In order to add a function (and create a design document for it) please use the following helper script:

python3 utils/addview.py data/reference/income_map_function.coffee -u username -p password -d declarations -D reference -v read_income -l coffeescript

This will create a "reference" design document on the "declarations" DB with a "read_income" view, containing a map function provided in data/reference/income_map_function.coffee file, compiling it from CoffeeScript on the fly.

Supported -l (language) values are currently "javascript" (for the default couchjs/SpiderMonkey), "chakra" (for couch-chakra/ChakraCore), which supports ES6 natively and "coffeescript" (transpiles into ES5 and runs on couchjs). Benchmark docker image also allows "python", "pypy" and "erlang".

Exporting views

Currently exporting views to CSV files is supported using the following script:

python3 utils/export.py ddoc_name view_name -u username -p password -o /path/to/output.csv

However, this won't map CSV columns to the data. Use execution profiles for this.

Pump

Documents and view processing results can be pumped into a different data storage (currently only ElasticSearch is supported), e.g.:

python3 utils/pump.py results_filename -u username -p password -e http://endpoint:port -d declarations -E http://elasticsearch:port -i index -t doctype -m id_match_field -c doc_container_field -S state_file

This will pump processing results from the corresponding CouchDB database, while matching with a results_filename file (typically CSV from export and/or merge) and update existing documents in the destination storage matched by id_match_field into the doc_container_field of every document. Documents will always be "upserted" hence it's generally safe to "repump" the same results.

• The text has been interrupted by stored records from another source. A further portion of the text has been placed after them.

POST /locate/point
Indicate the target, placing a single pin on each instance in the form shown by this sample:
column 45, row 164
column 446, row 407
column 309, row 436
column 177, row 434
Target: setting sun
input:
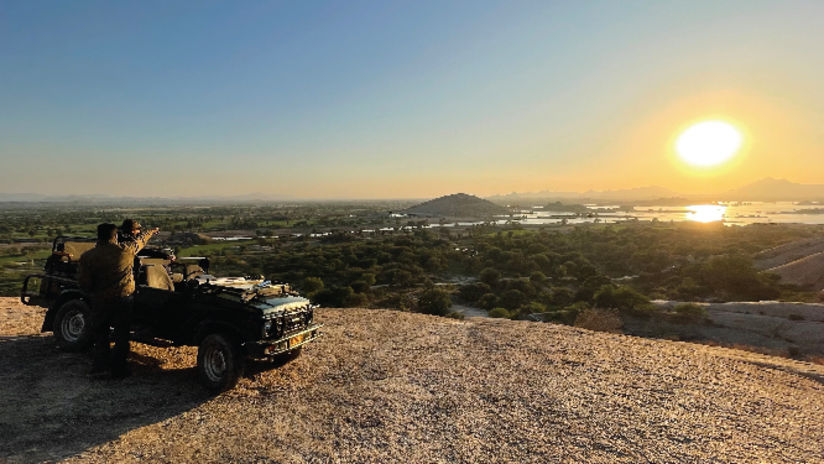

Currently pump requires last imported state file passed with -S argument. This is generated by load.py.

Execution profiles

All of the above except the data import step can be automated using the execution profiles. Profiles are JSON files describing steps ("runner", "exporter", "merger", "pump") and options for them. See data/profiles/aggregated.json for a good example.

In order to execute full profile use the following command:

python3 utils/profile.py all profile_name -d data_dir -u username -p password -e http://endpoint:port

This will run views sequentially then export them to data_dir/export/, eventually merging and filtering them into a singe file in the same directory.

Profile does not require to have all the steps specified. In this case only specific profile command should be used instead of "all".

In case --noreexport flag is set the execution will stop after the "runner" step if no processing has been detected. Useful when launched from cron to avoid repeating unnecessary computations.

Docker for utils

All the above utils can be run within a Docker container. There's a Dockerfile in utils to build a usable image for it. However, please make sure to mount volumes for data and views that would be accessible from the container.

Benchmarking

addview.py script supports benchmarking mode, which initiates a view query for the added/updated view and tracks CouchDB's active indexing tasks, logging performance metrics. In order to utilise it pass -b argument.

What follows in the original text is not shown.